So I watched “Logan” the other day with the wife.

I thought I was alright when we walked out of the cinema. And then I started walking on my own toward the toy shop, staring at the Mazinger figures. I shed tears. I think I needed to.

Why shouldn’t I? I grew up with these characters. I was there when the first “X-Men” film was shown in theaters. And “Logan” was clear to point out about the film’s climactic battle. “X-Men” was the reason how Marvel films were first appreciated. Then we got “Spider-Man” eventually leading to “Iron Man” and the Marvel Cinematic Universe. So, coincidence or otherwise, we owe a lot to “X-Men.” Enough about that.

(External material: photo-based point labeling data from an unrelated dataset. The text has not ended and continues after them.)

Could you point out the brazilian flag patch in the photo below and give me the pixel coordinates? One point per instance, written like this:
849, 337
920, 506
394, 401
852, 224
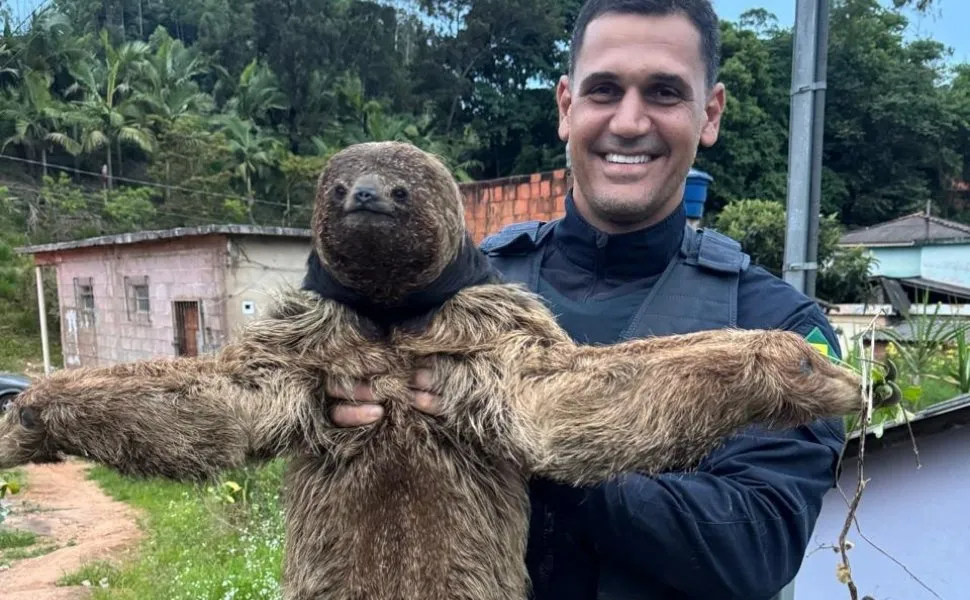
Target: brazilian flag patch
817, 339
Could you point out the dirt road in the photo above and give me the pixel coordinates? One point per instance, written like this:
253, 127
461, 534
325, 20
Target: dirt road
63, 508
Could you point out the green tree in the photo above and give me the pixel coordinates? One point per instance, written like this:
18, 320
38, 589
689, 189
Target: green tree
759, 225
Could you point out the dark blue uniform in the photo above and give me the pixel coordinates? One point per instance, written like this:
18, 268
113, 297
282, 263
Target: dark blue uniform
738, 527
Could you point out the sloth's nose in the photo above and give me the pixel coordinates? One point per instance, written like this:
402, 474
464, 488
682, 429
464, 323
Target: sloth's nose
365, 195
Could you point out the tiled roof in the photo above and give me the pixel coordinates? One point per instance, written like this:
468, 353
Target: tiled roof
909, 230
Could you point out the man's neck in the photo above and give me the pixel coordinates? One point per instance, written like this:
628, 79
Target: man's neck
629, 255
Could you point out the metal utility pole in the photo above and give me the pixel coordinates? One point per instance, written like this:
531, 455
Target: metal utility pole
806, 127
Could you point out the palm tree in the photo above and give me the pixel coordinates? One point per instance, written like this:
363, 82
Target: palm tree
109, 114
36, 117
256, 94
254, 153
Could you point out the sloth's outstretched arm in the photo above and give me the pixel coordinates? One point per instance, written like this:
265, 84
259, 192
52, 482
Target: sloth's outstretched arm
659, 404
184, 418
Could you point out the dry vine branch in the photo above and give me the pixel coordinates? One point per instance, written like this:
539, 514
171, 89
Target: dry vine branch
844, 571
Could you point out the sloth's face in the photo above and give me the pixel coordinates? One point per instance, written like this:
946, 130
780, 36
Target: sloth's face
388, 218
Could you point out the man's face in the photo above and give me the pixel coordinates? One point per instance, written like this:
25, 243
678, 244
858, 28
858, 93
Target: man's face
633, 115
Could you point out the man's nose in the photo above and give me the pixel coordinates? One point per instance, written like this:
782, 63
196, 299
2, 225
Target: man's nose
630, 118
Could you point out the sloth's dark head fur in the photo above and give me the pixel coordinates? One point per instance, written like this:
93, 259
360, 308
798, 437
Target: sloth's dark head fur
388, 219
389, 235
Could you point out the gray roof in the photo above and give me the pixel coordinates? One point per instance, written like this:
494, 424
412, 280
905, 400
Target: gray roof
910, 230
161, 234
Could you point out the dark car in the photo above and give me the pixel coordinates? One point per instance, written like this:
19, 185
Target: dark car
11, 384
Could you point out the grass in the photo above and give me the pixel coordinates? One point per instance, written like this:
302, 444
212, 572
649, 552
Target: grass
23, 353
200, 546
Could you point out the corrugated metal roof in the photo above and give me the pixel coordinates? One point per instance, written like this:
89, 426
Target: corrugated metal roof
161, 234
909, 230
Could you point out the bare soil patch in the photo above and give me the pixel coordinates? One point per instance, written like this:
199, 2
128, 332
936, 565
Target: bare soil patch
72, 518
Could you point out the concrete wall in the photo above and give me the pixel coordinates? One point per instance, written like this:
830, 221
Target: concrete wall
258, 265
917, 516
896, 262
180, 269
949, 264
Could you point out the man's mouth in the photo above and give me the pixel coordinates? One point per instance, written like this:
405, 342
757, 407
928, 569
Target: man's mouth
628, 159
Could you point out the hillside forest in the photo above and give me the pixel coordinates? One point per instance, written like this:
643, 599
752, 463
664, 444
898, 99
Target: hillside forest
120, 115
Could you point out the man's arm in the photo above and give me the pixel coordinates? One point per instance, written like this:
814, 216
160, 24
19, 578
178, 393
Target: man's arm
739, 526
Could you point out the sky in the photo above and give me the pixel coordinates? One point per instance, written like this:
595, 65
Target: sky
946, 23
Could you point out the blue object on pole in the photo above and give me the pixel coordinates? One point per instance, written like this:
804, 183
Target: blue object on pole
695, 193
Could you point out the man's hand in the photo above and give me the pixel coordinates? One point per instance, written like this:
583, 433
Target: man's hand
364, 409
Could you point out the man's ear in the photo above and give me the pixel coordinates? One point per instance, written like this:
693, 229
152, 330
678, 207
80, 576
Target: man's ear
713, 111
564, 99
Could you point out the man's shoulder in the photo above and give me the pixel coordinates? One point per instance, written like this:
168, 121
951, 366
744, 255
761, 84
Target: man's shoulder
516, 237
765, 301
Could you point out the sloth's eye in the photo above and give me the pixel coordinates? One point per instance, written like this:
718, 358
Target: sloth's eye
399, 194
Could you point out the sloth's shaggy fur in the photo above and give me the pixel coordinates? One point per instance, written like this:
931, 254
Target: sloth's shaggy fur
420, 507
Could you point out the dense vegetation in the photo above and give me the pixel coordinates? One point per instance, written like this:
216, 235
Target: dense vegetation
117, 115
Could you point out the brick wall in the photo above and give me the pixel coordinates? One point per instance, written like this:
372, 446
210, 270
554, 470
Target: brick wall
492, 204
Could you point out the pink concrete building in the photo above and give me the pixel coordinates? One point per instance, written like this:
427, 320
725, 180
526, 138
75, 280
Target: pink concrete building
184, 291
166, 293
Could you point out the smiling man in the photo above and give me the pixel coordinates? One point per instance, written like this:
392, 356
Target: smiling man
641, 96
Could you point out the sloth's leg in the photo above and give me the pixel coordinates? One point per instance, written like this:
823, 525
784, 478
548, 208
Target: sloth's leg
185, 418
664, 403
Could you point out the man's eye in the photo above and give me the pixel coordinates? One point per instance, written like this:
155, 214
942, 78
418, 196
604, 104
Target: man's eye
666, 94
602, 92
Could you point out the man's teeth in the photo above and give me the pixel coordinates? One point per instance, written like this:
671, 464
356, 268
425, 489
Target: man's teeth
628, 159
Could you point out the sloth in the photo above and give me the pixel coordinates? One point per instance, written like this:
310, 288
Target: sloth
419, 506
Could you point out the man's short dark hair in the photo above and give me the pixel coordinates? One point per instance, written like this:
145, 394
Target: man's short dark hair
699, 12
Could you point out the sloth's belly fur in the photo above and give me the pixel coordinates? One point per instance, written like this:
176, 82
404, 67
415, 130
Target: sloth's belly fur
412, 515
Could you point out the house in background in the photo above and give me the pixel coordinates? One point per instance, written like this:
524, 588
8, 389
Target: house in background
918, 253
186, 291
914, 514
175, 292
921, 266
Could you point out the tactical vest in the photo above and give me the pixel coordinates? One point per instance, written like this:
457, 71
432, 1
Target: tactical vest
698, 290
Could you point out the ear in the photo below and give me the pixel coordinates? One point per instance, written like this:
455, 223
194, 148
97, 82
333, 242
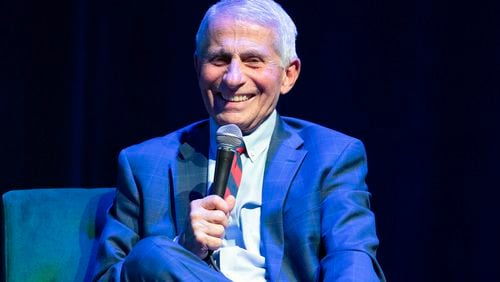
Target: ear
196, 65
291, 74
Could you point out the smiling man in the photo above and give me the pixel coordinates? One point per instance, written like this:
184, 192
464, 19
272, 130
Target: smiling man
300, 212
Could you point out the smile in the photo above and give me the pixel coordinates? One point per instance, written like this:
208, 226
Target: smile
235, 98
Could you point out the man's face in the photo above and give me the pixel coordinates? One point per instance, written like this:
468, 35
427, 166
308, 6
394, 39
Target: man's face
240, 73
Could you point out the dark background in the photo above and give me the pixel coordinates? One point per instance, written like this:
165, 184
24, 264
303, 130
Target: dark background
417, 81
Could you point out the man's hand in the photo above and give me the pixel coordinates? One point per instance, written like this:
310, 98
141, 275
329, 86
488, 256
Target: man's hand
208, 221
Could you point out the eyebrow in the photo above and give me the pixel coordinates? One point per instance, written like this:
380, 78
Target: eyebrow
246, 53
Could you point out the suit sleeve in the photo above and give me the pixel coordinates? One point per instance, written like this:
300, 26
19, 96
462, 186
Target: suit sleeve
347, 223
121, 231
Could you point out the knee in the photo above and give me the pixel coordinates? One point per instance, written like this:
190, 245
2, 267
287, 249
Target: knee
147, 262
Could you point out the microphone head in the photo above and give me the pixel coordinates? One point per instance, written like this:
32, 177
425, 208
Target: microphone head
229, 137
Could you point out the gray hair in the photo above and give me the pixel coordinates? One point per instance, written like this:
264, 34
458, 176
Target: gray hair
266, 13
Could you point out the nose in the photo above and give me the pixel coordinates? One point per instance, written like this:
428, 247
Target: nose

“Logan” is more about the relationship between Logan and Professor Charles Xavier. And less to do with Logan and Laura. Looking back, almost all of the X-Men films were family-centered. They were about building strong bridges and patching the holes on old ones. There’s a lot of dad or parental issues there too. None came as close as “Logan.” It exceeded expectations. We were given a proper drama film with action elements that made perfect use of the characters they were given with.

The emotion fires up all twelve-cylinders. It’s intense. The action sequences, in truth, while amusing, were the less interesting bits of it. The quiet moments between Logan and Charles, the laughter, the constant swearing between the two – and yes, hearing Charles drop the F-Bomb several times is both hilarious and shocking at the same time – were all the film’s finest highlights.

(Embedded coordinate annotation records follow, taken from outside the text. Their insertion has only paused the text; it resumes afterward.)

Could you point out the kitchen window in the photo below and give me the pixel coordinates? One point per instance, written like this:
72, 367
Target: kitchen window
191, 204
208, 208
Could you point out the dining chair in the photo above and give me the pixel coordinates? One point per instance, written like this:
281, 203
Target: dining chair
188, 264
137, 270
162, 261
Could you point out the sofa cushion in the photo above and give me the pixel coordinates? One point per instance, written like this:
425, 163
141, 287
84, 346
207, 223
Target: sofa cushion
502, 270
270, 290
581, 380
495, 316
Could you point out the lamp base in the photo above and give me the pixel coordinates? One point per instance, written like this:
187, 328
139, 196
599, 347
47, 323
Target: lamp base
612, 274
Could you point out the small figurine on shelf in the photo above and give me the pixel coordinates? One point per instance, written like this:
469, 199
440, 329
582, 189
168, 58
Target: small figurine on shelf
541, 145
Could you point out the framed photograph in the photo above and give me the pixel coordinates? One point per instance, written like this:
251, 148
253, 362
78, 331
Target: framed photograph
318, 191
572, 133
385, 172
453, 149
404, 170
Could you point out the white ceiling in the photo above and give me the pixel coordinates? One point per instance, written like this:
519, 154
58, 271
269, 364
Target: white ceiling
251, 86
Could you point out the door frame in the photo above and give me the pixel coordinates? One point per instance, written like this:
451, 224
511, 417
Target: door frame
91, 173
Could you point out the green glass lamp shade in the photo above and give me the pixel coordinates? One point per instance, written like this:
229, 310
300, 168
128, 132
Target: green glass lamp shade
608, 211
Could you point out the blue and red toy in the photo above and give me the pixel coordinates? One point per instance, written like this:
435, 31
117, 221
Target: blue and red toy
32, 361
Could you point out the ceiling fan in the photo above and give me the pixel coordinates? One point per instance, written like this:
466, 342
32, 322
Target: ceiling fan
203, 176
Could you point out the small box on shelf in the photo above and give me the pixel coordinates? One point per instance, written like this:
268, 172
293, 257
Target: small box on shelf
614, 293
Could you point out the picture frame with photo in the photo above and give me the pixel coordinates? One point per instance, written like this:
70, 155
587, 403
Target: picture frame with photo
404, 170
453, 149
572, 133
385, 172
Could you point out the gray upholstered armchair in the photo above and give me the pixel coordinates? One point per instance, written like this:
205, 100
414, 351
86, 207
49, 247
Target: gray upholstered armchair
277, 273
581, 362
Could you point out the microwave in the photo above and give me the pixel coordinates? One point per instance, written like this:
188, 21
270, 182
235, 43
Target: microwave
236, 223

The relationship between Logan and Laura was not explored as much as I’d hope it would. There is almost nothing that between the two that allowed them to bond. Charles served as an anchor and that worked well for a while. Then again, I could be missing things here: Laura continued to hold on hope that Logan is the hero she thinks he is. And Logan, well, for Charles’ sake.

Logan just tried to do what he thought was right. He is son and father who is struggling to find ways to keep the family intact, when things are falling apart faster than he could patch anything up.

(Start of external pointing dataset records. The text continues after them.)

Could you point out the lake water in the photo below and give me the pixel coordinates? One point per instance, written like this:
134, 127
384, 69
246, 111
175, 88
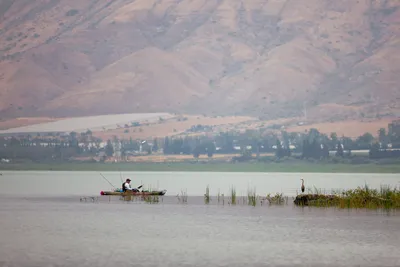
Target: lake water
43, 223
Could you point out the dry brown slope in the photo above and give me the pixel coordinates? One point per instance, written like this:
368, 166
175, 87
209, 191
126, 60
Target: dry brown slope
254, 56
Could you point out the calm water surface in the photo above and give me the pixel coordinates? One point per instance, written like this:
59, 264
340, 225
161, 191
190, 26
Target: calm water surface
45, 224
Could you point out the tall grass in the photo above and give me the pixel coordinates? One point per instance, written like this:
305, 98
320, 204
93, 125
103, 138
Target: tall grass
232, 199
361, 197
207, 195
252, 197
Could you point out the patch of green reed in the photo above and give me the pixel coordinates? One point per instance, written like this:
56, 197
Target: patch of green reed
278, 199
207, 195
182, 197
361, 197
252, 197
232, 198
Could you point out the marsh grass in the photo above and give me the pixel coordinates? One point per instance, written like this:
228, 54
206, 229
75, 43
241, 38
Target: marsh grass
252, 197
361, 197
232, 198
207, 195
278, 199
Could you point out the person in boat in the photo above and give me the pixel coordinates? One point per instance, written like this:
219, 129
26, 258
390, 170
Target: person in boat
126, 186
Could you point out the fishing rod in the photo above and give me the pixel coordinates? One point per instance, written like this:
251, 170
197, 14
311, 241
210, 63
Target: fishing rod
107, 180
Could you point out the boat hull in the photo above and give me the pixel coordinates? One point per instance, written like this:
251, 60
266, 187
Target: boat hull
130, 193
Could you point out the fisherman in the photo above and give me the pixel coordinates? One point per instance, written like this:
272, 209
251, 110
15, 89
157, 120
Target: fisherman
127, 186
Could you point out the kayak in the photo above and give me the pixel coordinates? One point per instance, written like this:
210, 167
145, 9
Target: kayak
130, 193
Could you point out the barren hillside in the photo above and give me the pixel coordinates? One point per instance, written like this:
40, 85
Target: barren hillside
253, 57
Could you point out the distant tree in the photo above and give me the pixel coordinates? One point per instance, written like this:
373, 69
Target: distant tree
365, 140
339, 151
210, 148
279, 153
383, 138
325, 151
109, 149
374, 151
155, 144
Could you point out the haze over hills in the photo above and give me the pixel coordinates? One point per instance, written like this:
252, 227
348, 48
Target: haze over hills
267, 58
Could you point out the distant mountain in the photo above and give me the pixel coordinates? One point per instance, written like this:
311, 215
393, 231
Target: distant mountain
269, 58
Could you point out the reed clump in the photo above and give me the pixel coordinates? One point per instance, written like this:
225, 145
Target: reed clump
278, 199
182, 197
232, 198
207, 195
252, 197
361, 197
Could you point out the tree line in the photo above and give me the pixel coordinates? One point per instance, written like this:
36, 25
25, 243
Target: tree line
310, 144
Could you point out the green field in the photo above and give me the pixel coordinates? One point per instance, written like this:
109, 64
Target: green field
211, 167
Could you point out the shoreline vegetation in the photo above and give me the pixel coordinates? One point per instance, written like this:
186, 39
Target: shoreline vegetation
288, 166
385, 198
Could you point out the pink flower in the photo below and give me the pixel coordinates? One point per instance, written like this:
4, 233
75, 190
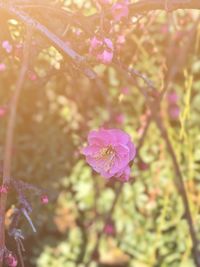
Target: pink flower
32, 76
2, 67
7, 46
120, 10
3, 189
120, 118
95, 44
2, 111
174, 112
125, 90
172, 97
105, 2
44, 199
11, 260
102, 49
109, 228
109, 152
105, 57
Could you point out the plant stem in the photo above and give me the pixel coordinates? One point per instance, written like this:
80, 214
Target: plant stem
9, 141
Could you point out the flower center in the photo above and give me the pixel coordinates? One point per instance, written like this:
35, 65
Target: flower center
107, 154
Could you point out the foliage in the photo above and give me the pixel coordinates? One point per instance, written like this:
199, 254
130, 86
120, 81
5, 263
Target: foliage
59, 105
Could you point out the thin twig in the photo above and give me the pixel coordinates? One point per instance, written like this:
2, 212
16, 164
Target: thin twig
10, 138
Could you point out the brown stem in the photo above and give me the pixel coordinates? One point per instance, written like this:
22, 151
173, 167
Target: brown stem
9, 142
179, 182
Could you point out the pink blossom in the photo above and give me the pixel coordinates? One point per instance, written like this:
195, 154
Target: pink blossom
174, 112
3, 189
2, 67
105, 57
7, 46
2, 111
120, 10
109, 228
109, 152
44, 199
102, 49
11, 260
172, 97
125, 90
32, 76
105, 2
120, 118
95, 44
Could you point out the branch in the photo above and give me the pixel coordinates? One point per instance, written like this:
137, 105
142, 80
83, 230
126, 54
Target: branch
59, 43
9, 141
168, 5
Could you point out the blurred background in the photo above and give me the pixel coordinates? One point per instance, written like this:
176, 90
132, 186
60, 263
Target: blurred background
59, 105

I don’t think I’ll ever watch “Logan” again. It is a great film. One of the best I’ve seen for a long time. But I just don’t think I can handle the sucker punches again. How far the Wolverine has fallen. How the X-Men is no more. How Professor Xavier wanders around inside a collapsed silo, rambling to himself, unable to immediately recognize people. Oh, that’s just the tip of the iceberg. More things unravel soon and it became intense. And later, when you think things are quiet, here comes a moment that won’t allow you to breath. It will just take away your strength and you will feel weak, and just think to yourself, “I grew up with these characters.” To me it did, at least. It’s been days and the burden in my chest remains heavy.

My wife got emotional too, but only at the very last scene, where she mentioned to me that it was indeed, a finality, an end of an era.